C’est une rencontre fortuite avec une collaboratrice de l’organisation humanitaire Save the Children qui a incité Morjina Begum à s’engager. Entre-temps, elle a été emprisonnée pour son activisme, mais année après année, elle a pu, avec d’autres, obtenir des autorités toujours plus de ce à quoi elles avaient droit en tant que citoyennes du Bangladesh. Et ainsi améliorer quelque peu sa «vie dans la misère», comme elle le dit.

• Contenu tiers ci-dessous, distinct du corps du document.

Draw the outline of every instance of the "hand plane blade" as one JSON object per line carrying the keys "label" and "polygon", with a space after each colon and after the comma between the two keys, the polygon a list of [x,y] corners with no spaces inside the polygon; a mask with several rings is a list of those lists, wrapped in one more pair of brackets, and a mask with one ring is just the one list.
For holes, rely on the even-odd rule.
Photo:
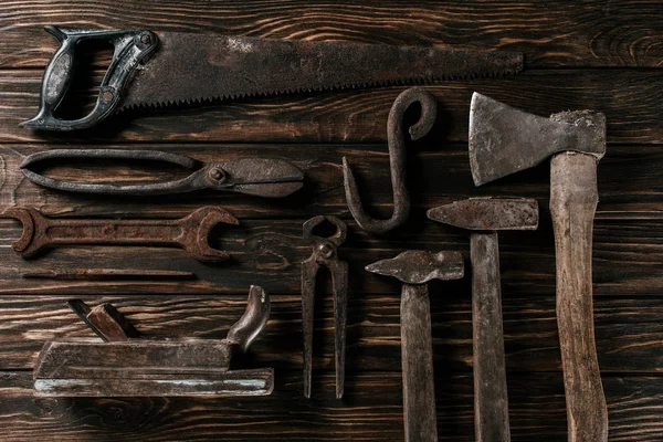
{"label": "hand plane blade", "polygon": [[[61,48],[46,66],[39,114],[21,125],[48,130],[91,127],[114,110],[136,106],[495,76],[523,70],[518,52],[147,30],[46,30],[61,41]],[[113,43],[113,60],[94,109],[80,119],[60,119],[54,114],[73,78],[76,45],[87,39]]]}

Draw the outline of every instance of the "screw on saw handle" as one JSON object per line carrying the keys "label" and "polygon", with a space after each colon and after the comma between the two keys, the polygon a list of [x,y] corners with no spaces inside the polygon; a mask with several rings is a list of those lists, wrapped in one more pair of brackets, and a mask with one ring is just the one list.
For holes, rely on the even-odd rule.
{"label": "screw on saw handle", "polygon": [[[120,94],[138,63],[157,46],[157,35],[140,30],[87,30],[45,27],[61,46],[55,52],[42,80],[39,114],[20,124],[40,130],[84,129],[103,120],[120,101]],[[76,46],[83,41],[112,43],[115,48],[104,75],[94,109],[83,118],[60,119],[54,114],[66,95],[76,66]]]}

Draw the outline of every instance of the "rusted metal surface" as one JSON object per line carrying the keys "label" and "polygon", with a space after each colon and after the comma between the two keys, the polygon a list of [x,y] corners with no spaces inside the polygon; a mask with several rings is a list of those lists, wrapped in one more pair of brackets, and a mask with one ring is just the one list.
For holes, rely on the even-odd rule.
{"label": "rusted metal surface", "polygon": [[376,220],[366,213],[357,189],[352,169],[343,158],[344,185],[348,209],[357,224],[367,232],[387,233],[402,225],[410,215],[410,196],[406,177],[406,137],[403,134],[403,116],[414,104],[421,105],[421,116],[408,129],[410,138],[417,140],[433,127],[438,116],[438,102],[433,95],[421,87],[412,87],[402,92],[391,105],[387,123],[387,140],[389,144],[389,167],[391,170],[391,189],[393,191],[393,213],[387,220]]}
{"label": "rusted metal surface", "polygon": [[[517,52],[139,30],[46,30],[62,46],[46,67],[38,116],[22,124],[42,130],[91,127],[114,109],[134,106],[495,76],[523,70],[523,54]],[[53,113],[73,77],[76,43],[88,39],[113,42],[122,50],[116,50],[95,109],[81,119],[59,119]]]}
{"label": "rusted metal surface", "polygon": [[[160,161],[191,170],[186,178],[143,185],[88,183],[45,177],[30,166],[66,159],[128,159]],[[203,164],[193,158],[158,150],[54,149],[33,154],[21,164],[23,175],[50,189],[76,193],[155,196],[186,193],[200,189],[225,190],[266,198],[282,198],[304,186],[304,173],[292,162],[271,158],[244,158]]]}
{"label": "rusted metal surface", "polygon": [[432,280],[463,277],[463,259],[456,252],[424,252],[408,250],[390,260],[366,266],[367,272],[393,276],[406,284],[425,284]]}
{"label": "rusted metal surface", "polygon": [[[74,309],[94,327],[128,322],[109,304],[90,309],[74,299]],[[71,305],[71,304],[70,304]],[[110,312],[109,316],[94,312]],[[34,368],[36,396],[161,397],[264,396],[273,389],[271,368],[234,369],[233,355],[245,351],[270,316],[270,297],[259,286],[249,293],[246,312],[227,339],[136,339],[106,335],[107,343],[90,339],[48,341]],[[126,322],[126,324],[124,324]],[[131,327],[133,328],[133,327]],[[115,330],[117,332],[117,329]],[[95,330],[96,333],[96,330]]]}
{"label": "rusted metal surface", "polygon": [[[336,227],[336,232],[323,238],[313,230],[323,222]],[[336,356],[336,398],[345,390],[346,320],[348,302],[348,264],[338,259],[337,249],[346,240],[347,225],[336,217],[314,217],[304,223],[304,239],[312,248],[312,255],[302,263],[302,330],[304,333],[304,396],[311,398],[313,370],[313,319],[315,280],[320,266],[329,270],[334,290],[334,326]]]}
{"label": "rusted metal surface", "polygon": [[33,208],[10,208],[3,217],[23,223],[23,234],[12,243],[23,257],[63,245],[108,244],[178,246],[199,261],[225,261],[230,255],[212,249],[208,236],[220,223],[240,223],[229,211],[215,206],[202,207],[179,220],[48,218]]}
{"label": "rusted metal surface", "polygon": [[428,218],[467,230],[536,230],[538,203],[532,198],[470,198],[440,206]]}
{"label": "rusted metal surface", "polygon": [[391,260],[366,266],[368,272],[393,276],[401,292],[401,349],[406,441],[438,442],[431,312],[427,283],[463,277],[457,252],[406,251]]}
{"label": "rusted metal surface", "polygon": [[[497,230],[535,230],[538,203],[527,198],[471,198],[428,211],[428,218],[473,231],[472,330],[474,433],[477,442],[508,442],[508,394],[502,324]],[[478,232],[477,232],[478,231]]]}
{"label": "rusted metal surface", "polygon": [[476,186],[534,167],[554,154],[606,155],[606,116],[590,110],[540,117],[474,93],[470,166]]}
{"label": "rusted metal surface", "polygon": [[27,280],[193,280],[193,272],[144,269],[53,269],[21,273]]}
{"label": "rusted metal surface", "polygon": [[472,98],[470,164],[477,186],[552,157],[550,214],[569,441],[608,440],[591,274],[597,165],[604,154],[603,114],[577,110],[544,118],[476,93]]}

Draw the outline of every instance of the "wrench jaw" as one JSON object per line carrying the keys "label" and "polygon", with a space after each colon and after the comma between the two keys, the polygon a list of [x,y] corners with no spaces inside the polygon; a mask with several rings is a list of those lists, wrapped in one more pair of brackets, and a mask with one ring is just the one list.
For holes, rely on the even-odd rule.
{"label": "wrench jaw", "polygon": [[3,217],[13,218],[23,224],[21,238],[11,243],[12,249],[22,257],[30,257],[38,254],[43,248],[43,244],[39,241],[42,235],[39,234],[36,225],[43,220],[41,213],[34,209],[10,208],[3,212]]}
{"label": "wrench jaw", "polygon": [[239,225],[240,221],[228,210],[219,207],[203,207],[181,220],[182,229],[188,232],[178,245],[185,249],[194,259],[202,262],[220,262],[230,259],[230,254],[222,250],[213,249],[209,243],[210,232],[218,224]]}

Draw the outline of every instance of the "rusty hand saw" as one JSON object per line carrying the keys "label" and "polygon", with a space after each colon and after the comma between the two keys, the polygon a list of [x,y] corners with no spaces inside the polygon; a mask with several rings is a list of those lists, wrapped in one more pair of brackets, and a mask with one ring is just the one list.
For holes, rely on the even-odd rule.
{"label": "rusty hand saw", "polygon": [[[61,43],[46,66],[39,114],[23,127],[83,129],[115,110],[210,99],[345,87],[496,76],[523,70],[518,52],[434,46],[271,40],[248,36],[46,27]],[[76,48],[110,43],[110,65],[93,110],[78,119],[55,112],[74,76]]]}

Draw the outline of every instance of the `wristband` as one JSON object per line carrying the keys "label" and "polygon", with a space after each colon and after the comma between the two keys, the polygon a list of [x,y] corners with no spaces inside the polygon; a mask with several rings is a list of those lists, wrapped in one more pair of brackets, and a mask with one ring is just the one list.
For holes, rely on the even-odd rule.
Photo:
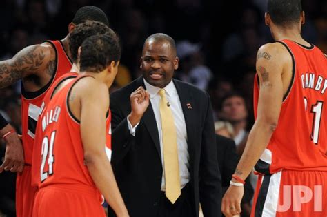
{"label": "wristband", "polygon": [[236,179],[238,182],[242,183],[243,185],[245,184],[245,181],[241,178],[239,178],[239,176],[237,176],[237,175],[232,174],[232,177]]}
{"label": "wristband", "polygon": [[6,134],[3,134],[3,136],[2,136],[2,138],[4,139],[6,136],[10,135],[11,134],[12,134],[12,133],[14,133],[14,132],[16,132],[16,130],[10,130],[10,131],[6,132]]}
{"label": "wristband", "polygon": [[233,181],[229,182],[229,184],[232,186],[237,186],[237,187],[241,187],[241,186],[244,186],[242,183],[234,183]]}
{"label": "wristband", "polygon": [[0,114],[0,130],[2,130],[8,123],[6,119],[2,116],[1,114]]}

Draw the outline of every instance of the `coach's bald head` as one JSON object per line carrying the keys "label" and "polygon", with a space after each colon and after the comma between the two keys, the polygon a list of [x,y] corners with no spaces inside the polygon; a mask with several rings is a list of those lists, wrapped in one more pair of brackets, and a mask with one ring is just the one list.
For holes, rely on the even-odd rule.
{"label": "coach's bald head", "polygon": [[162,42],[168,42],[170,45],[170,51],[172,54],[176,56],[176,45],[175,43],[175,40],[170,37],[169,35],[164,34],[164,33],[156,33],[151,34],[149,36],[144,42],[143,45],[143,52],[144,52],[144,48],[146,47],[146,44],[152,43],[162,43]]}

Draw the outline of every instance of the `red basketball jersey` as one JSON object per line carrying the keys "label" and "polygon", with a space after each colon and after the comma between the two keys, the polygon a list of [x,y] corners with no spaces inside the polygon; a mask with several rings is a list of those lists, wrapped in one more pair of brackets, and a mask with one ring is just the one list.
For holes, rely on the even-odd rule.
{"label": "red basketball jersey", "polygon": [[[292,56],[293,77],[277,128],[260,160],[270,165],[270,173],[282,169],[327,171],[326,56],[314,45],[306,47],[289,40],[280,43]],[[259,88],[257,79],[256,75],[255,117]]]}
{"label": "red basketball jersey", "polygon": [[[39,165],[39,188],[52,185],[96,188],[84,164],[79,121],[72,116],[67,105],[70,90],[83,77],[78,76],[60,90],[40,116],[38,130],[39,126],[41,132],[37,132],[35,138],[34,152],[37,155],[35,158],[35,155],[33,156],[32,165],[32,169]],[[110,120],[109,110],[106,120],[106,150],[103,149],[109,159],[111,156]]]}
{"label": "red basketball jersey", "polygon": [[[42,104],[41,105],[38,119],[40,118],[40,116],[42,115],[43,112],[46,110],[47,106],[48,105],[51,99],[52,98],[53,93],[57,87],[64,81],[70,79],[75,79],[78,76],[78,73],[70,72],[62,75],[60,78],[57,79],[53,84],[50,87],[48,91],[46,92],[44,96]],[[33,153],[32,153],[32,186],[37,187],[40,180],[39,176],[39,168],[40,168],[40,162],[41,162],[41,156],[39,154],[41,149],[41,139],[39,136],[39,134],[42,134],[42,125],[37,124],[37,129],[35,130],[35,139],[34,141],[33,145]]]}
{"label": "red basketball jersey", "polygon": [[42,104],[43,99],[53,82],[62,74],[68,72],[72,63],[63,50],[60,41],[47,41],[54,48],[56,53],[56,70],[49,83],[37,92],[28,92],[21,85],[21,125],[23,136],[23,147],[26,164],[31,164],[33,151],[35,129],[39,116],[39,110]]}

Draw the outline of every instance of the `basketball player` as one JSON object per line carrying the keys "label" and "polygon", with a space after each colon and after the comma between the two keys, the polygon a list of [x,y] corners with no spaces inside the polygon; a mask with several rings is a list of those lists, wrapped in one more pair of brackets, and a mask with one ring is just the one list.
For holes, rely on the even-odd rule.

«Au début, nous, les femmes, n’avions pas le droit de quitter les lieux. Ensuite, nous avions le droit de sortir uniquement pieds nus, pour qu’on nous reconnaisse. Si je me présentais aux autorités, elles ne me laissaient pas entrer dans leurs bureaux, explique Morjina Begum. Mais aujourd’hui, ils sont assis à la même table que moi et me respectent en tant qu’interlocutrice».
La traite des êtres humains au coeur du problème
Chaque histoire à Daulatdia est différente, mais dans presque toutes, la traite joue un rôle central. Beaucoup de victimes de la traite d’êtres humains se retrouvent dans ce genre d’endroits, vendues par des intermédiaires, des parents ou des maris, et deviennent les esclaves sexuelles de leurs proxénètes jusqu’à ce que leur prétendue dette soit payée.
La sortie est alors pratiquement impossible pour toutes. Au Bangladesh, les prostituées vivent une exclusion sociale extrême, un retour dans leur famille est généralement impossible. Dans ce pays pauvre, les femmes seules, sans protection masculine et avec des enfants illégitimes, ne peuvent guère trouver d’autres sources de revenus. Elles restent donc à Daulatdia. Et leurs enfants avec elles.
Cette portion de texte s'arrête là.